"Los italianos inventaron la ópera, una cosa que, bien mirada, es tan rara que no se sabe a quién se le pudo ocurrir. Pero según la teoría de un amigo melómano, es de cajón. La ópera es Italia en estado puro: historias rocambolescas e inverosímiles, con tragedias exageradas, representadas por gente disfrazada que habla cantando. Todo ello en un teatro lleno de pasadizos, diseñado para que el público pueda exhibirse y examinarse. Dicho así parece imposible que pueda resultar, pues todo es mentira y artificio, pero por una intuición genial lo cierto es que el conjunto funciona, se transporta con ligereza y logra una armonía sublime. Y genera fanatismo, peregrinaciones a la casa de Puccini en Torre del Lago, al pueblo de Verdi, al Pesaro de Rossini. En la ópera en Italia chocan dos cosas. Una, que es muy popular, se ven muchos jóvenes en el público. El ferretero canturrea un aria mientras busca el clavo justo. Otra es la gran afluencia de alemanes, todo un turismo cultural. Bajan hacia la luz mediterránea arrastrados por su corazón romántico.
Mi amigo señala el abismo de carácter entre italianos y españoles comparando la ópera con los toros, donde todo es gravedad y tragedia real. Instinto y razón pelean a cuerpo y sólo sale vivo uno, entre los extremos del sol y la sombra, en un círculo cerrado sin escapatoria. En fin, algo de una seriedad innecesaria."
Íñigo Dominguez.
(Aunque ese "innecesario" final me sobra, esto no impide apercibir lo acertado de la observación "italiana". De acuerdo con
Mairena-Machado, los toros son algo muy serio...)

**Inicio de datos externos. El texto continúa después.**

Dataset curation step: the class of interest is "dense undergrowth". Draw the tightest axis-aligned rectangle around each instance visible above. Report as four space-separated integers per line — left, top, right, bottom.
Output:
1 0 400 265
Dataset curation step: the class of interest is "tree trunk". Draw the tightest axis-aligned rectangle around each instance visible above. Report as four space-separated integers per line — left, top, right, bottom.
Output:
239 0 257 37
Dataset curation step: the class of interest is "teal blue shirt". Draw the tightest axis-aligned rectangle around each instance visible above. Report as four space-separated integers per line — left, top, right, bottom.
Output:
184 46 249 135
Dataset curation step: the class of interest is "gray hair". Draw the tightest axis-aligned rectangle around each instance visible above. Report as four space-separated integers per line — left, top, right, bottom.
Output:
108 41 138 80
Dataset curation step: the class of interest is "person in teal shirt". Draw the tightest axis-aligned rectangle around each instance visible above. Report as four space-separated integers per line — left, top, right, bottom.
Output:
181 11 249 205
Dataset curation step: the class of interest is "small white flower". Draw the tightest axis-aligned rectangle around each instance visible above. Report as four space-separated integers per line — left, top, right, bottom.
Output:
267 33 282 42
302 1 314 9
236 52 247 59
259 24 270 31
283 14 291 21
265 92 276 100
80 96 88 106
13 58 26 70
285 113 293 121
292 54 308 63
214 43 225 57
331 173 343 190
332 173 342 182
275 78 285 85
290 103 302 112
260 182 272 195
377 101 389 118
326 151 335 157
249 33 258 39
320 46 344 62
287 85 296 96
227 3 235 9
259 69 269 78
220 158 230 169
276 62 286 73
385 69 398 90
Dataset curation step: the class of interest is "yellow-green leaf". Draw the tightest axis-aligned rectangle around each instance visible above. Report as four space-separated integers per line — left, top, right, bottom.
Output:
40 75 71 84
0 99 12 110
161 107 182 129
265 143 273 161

"Vosotros sabéis -sigue hablando Mairena a sus alumnos- mi poca afición a las corridas de toros. Yo os confieso que nunca me han divertido. En realidad, no pueden divertirme, y yo sospecho que no divierten a nadie, porque constituyen un espectáculo demasiado serio para la diversión. No son juego, un simulacro, más o menos alegre, más o menos estúpido, que responda a una actividad de lujo, como los juegos de los niños o los deportes de los adultos; tampoco un ejercicio utilitario, como el de abatir reses mayores en el matadero; menos un arte, puesto que nada hay en ellos de ficticio o de imaginado. Son esencialmente un sacrificio. Con el toro no se juega, puesto que se le mata, sin utilidad aparente, como si dijéramos de un modo religioso, en holocausto a un dios desconocido. Por esto las corridas de toros, que, a mi juicio, no divierten a nadie, interesan y apasionan a muchos. La afición taurina es, en el fondo, pasión taurina; mejor diré fervor taurino, porque la pasión propiamente dicha es la del toro (...) Nosotros nos preguntamos, porque somos filósofos, hombres de reflexión que buscan razones en los hechos, ¿qué son las corridas de toros? ¿Qué es esa afición taurina, esa afición al espectáculo sangriento de un hombre sacrificando un toro, con riesgo de su propia vida? Y un matador -señores, la palabra es grave-, que no es un matarife -esto menos que nada-, ni un verdugo, ni un simulador de ejercicios cruentos, ¿qué es un matador, un espada, tan hazañoso como fugitivo, un agil y esforzado sacrificador de reses bravas, mejor diré de reses enfierecidas para el acto de su sacrificio? Si no es un loco -todo antes que un loco nos parece este hombre docto y sesudo que no logra la maestría de su oficio antes de las primeras canas-, ¿será, acaso, un sacerdote? No parece que pueda ser otra cosa. ¿Y al culto de qué dioses se consagra? He aquí el estilo de nuestras preguntas en nuestra Escuela Popular de Sabiduría Superior."